Das Bed & Breakfast ist totenstill, als ich es in aller Frühe betrete. Eine himmlische Stille, die ich jeden Morgen genieße, während ich das Büfett richte und Kaffee koche. Kurze Zeit später kommen auch schon meine Küchenhilfe Tori und meine Servicekraft Josie hereingeweht.

„Guten Morgen Taliah“.

„Guten Morgen ihr beiden“, sage ich und gebe kurz die Planung für den heutigen Tag an, bevor wir uns an das Tagesgeschäft wagen.

„Wenn ihr hier unten alles im Griff habt, dann mache ich oben die beiden Zimmer für Familie Jackson fertig. Die kommen heute um sechzehn Uhr hier an“.

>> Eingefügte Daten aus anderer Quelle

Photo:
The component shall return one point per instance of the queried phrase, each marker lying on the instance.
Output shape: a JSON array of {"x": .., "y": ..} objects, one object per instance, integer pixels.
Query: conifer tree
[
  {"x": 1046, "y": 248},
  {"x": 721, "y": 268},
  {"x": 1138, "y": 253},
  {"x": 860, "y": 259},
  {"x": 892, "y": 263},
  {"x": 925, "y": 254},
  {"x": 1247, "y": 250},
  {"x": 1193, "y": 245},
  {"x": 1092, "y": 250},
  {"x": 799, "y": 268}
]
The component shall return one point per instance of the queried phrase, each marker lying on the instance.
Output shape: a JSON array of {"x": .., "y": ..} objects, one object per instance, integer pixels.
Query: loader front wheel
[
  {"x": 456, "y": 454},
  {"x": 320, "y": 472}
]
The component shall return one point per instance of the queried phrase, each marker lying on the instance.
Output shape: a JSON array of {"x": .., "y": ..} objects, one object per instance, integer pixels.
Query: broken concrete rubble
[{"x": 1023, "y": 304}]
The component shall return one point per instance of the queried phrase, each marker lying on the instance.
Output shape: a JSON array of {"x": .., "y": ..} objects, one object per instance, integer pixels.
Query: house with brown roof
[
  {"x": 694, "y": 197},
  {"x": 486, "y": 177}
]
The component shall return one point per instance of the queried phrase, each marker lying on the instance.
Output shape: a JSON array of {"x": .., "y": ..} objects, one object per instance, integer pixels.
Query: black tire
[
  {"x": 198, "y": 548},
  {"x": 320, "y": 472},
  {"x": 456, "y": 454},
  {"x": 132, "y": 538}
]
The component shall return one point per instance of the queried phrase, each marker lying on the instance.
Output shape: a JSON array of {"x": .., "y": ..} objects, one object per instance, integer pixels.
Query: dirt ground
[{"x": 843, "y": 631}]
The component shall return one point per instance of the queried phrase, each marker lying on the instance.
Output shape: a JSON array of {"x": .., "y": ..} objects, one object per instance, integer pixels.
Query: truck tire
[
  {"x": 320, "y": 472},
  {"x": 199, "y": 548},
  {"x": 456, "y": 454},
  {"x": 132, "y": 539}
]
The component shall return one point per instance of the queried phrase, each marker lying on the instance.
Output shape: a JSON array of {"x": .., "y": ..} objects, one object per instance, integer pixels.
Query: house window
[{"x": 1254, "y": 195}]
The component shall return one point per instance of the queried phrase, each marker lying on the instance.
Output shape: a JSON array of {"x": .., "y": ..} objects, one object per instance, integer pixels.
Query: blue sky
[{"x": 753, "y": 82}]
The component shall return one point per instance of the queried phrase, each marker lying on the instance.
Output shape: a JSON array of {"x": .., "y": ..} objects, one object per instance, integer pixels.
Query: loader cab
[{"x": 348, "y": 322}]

Gerade als wir fertig sind, kommt Pierre lächelnd in den Speisesaal.

„Guten Morgen“.

„Oh Monsieur Dubois. Meine Damen, darf ich euch unseren neuen Gast vorstellen. Das ist Pierre Dubois, der neue Besitzer des Weinguts in Vineyards Valley.

Mit offenem Mund starren Josie und Tori ihn an. Ich kann mir ein Grinsen nicht verkneifen.

„Das scheint echt zur Gewohnheit werden, das mich jeder anstarrt, als habe ich Hörner“.

Ich muss dezent lachen. Eins muss man sagen, Humor hat er.

„Wir sind dann durch wenn es keine Fragen mehr gibt“, sage ich zu den beiden und sehe ich ihnen nach, wie sie tuschelnd verschwinden. - „Ich hoffe Sie haben gut geschlafen“.

„Wie ein Stein. Es ist aber auch sehr ruhig hier“.

„Oh ja. Das ist es. Aber genau das liebe ich. Nach einer Weile hört man selbst tagsüber den Verkehr nicht mehr“, antworte ich mit einem Lächeln. - „ Möchten Sie Kaffee? Oder lieber Tee?“

„Kaffee“. Konzentriert schenke ich ihm eine große Tasse ein und reiche sie ihm, bevor er sich an einen der zahlreichen Tische setzt und die Zeitung, die auf dem Tisch liegt, zur Hand nimmt. So ein netter Mann.

„Einen schönen Tag wünsche ich Ihnen“.